Semua ilmu yang diajarkan di sekolah-sekolah umum, apalagi sains adalah memihak kepada golongan [b], [c] dan [d]. Dalam ilmu-ilmu itu tersebut, cobalah diingat-ingat pernakah di sebut-sebut nama Tuhan? Menyebut nama Tuhan dalam sains berarti hilanglah otonomi sains itu. Akan tetapi dapatkah otonomi atau kepolosan itu tetap dipertahankan? Polos atau otonom artinya tidak memihak. Padahal dengan tidak mau tahu tentang Tuhan di dalam sains, berarti sains sudah memihak kepada golongan [b], [c] dan [d] tersebut itu. Artinya apa yang dikenal selama ini bahwa nilai ilmiyah itu otonom, atau dengan ungkapan sederhana tanpa nilai, sebenarnya adalah pernyataan yang palsu. Walhasil, karena tidak mungkin ilmu itu tidak memihak di antara keempat golongan itu, maka tentu saja bagi yang berpikiran sehat, akan memilih golongan pertama tempat ilmu itu memihak. Maka dengarlah firman Allah di bawah ini: Inna fiy khalqi sSama-wa-ti wa lArdhi wa-khtilaafi lLayli wa nNahaari laa-ya-tin liUli lAlbaab. Alladziena yadzkuruwna Lla-ha qiyaaman wa qu'uwdan wa 'ala- Junuwbihim wa yatafakkaruwna fiy khalqi sSama-wa-ti wa lArdhi Rabbanaa maa khalaqta ha-dzaa baathilan subha-naka faqinaa 'adzaaba nNaar (S. Ali 'Imraan, 190), artinya: Sesungguhnya dalam proses penciptaan benda-benda langit dan bumi, dan pergantian malam dengan siang menjadi keterangan bagi ululalba-b. Yaitu mereka yang ingat kepada Allah dalam keadaan berdiri, duduk ataupun berbaring, lalu mereka berkata; Wahai Yang Maha Pengatur kami, tidaklah Engkau menciptakan semuanya ini dengan sia-sia, maka peliharalah kami dari azab neraka (3:190).

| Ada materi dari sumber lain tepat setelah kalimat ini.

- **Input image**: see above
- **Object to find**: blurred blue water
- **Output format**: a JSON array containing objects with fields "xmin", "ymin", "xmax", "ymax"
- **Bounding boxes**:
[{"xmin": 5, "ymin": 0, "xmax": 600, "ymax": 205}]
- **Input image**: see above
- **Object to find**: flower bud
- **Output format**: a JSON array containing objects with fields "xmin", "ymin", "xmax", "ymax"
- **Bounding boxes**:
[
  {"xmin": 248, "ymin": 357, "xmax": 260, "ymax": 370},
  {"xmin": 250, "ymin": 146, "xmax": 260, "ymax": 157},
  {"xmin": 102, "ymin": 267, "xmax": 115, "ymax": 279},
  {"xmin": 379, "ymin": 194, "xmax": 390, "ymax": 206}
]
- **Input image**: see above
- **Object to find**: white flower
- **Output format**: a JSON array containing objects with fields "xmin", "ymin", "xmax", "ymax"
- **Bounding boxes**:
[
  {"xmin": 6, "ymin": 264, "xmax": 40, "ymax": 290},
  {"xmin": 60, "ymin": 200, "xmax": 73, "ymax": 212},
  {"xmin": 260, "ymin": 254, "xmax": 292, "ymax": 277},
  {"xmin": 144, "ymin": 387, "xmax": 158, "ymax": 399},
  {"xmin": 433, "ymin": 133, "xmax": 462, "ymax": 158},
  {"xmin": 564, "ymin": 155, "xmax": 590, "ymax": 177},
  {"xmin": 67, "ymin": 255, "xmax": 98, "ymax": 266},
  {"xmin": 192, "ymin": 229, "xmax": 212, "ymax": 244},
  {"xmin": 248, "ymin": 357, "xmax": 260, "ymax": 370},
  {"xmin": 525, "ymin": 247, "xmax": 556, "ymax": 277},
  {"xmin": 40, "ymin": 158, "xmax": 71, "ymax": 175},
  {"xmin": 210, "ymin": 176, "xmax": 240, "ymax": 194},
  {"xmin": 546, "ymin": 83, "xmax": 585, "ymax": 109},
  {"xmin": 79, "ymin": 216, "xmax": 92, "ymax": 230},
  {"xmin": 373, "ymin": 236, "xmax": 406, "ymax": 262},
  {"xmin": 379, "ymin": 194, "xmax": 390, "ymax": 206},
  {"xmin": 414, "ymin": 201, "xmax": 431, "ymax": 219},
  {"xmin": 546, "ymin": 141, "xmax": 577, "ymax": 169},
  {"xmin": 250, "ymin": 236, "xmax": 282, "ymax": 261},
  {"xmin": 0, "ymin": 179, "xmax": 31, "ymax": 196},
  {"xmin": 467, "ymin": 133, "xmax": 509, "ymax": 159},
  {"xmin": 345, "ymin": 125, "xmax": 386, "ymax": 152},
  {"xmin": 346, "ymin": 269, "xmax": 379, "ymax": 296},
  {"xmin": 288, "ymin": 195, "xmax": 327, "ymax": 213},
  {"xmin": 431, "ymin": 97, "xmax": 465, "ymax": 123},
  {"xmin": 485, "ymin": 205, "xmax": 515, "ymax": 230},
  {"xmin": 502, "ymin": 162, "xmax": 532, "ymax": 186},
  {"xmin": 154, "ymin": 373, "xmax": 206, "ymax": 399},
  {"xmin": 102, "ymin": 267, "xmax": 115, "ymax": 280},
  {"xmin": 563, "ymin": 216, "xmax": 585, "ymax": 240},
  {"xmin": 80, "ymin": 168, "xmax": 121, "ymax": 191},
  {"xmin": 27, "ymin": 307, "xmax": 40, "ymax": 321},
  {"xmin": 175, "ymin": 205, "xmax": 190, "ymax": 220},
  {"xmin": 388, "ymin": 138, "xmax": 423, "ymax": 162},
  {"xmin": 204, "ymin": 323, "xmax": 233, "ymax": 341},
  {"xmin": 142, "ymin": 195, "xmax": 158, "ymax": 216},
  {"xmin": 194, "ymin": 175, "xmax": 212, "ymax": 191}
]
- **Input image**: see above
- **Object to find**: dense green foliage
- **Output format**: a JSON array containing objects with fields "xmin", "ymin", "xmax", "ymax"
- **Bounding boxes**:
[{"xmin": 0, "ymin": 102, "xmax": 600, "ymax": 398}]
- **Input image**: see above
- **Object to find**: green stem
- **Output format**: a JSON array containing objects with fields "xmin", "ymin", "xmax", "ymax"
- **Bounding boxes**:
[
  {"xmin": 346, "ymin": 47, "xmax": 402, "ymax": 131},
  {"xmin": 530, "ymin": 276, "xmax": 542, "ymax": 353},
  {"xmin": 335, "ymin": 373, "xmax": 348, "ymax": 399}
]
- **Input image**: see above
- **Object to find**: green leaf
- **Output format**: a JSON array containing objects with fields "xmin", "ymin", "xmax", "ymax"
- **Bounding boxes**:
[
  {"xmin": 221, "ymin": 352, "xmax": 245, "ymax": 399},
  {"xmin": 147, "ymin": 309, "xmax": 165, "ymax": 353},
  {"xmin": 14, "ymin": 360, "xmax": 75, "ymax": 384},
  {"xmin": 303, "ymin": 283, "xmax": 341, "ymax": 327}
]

Kesimpulannya, perlu redefinisi sains, yaitu dengan mentransfer pemihakan itu dari golongan [b], [c] dan [d] kepada golongan yang pertama, bunyinya seperti berikut: Sains meliputi pengungkapan TaqdiruLlah (hukum-hukum Allah) tentang alam syahadah yang ciptaan Allah sebagai Maka Pencipta (Al Khaliq) dan Maha Pengatur (Ar Rabb), dan perumusan hipotesa-hipotesa sepanjang belum dapat diujicoba dengan eksperimen, yang memungkinkan orang dapat mentakwilkan peristiwa-peristiwa dan gejala-gejala alamiyah dalam kondisi-kondisi tertentu. Para pakar di bidang sains berurusan dengan penelitian, pengungkapan fakta-fakta tentang sifat alamiyah dari alam semesta. WaLlahu a'lamu bishshawab.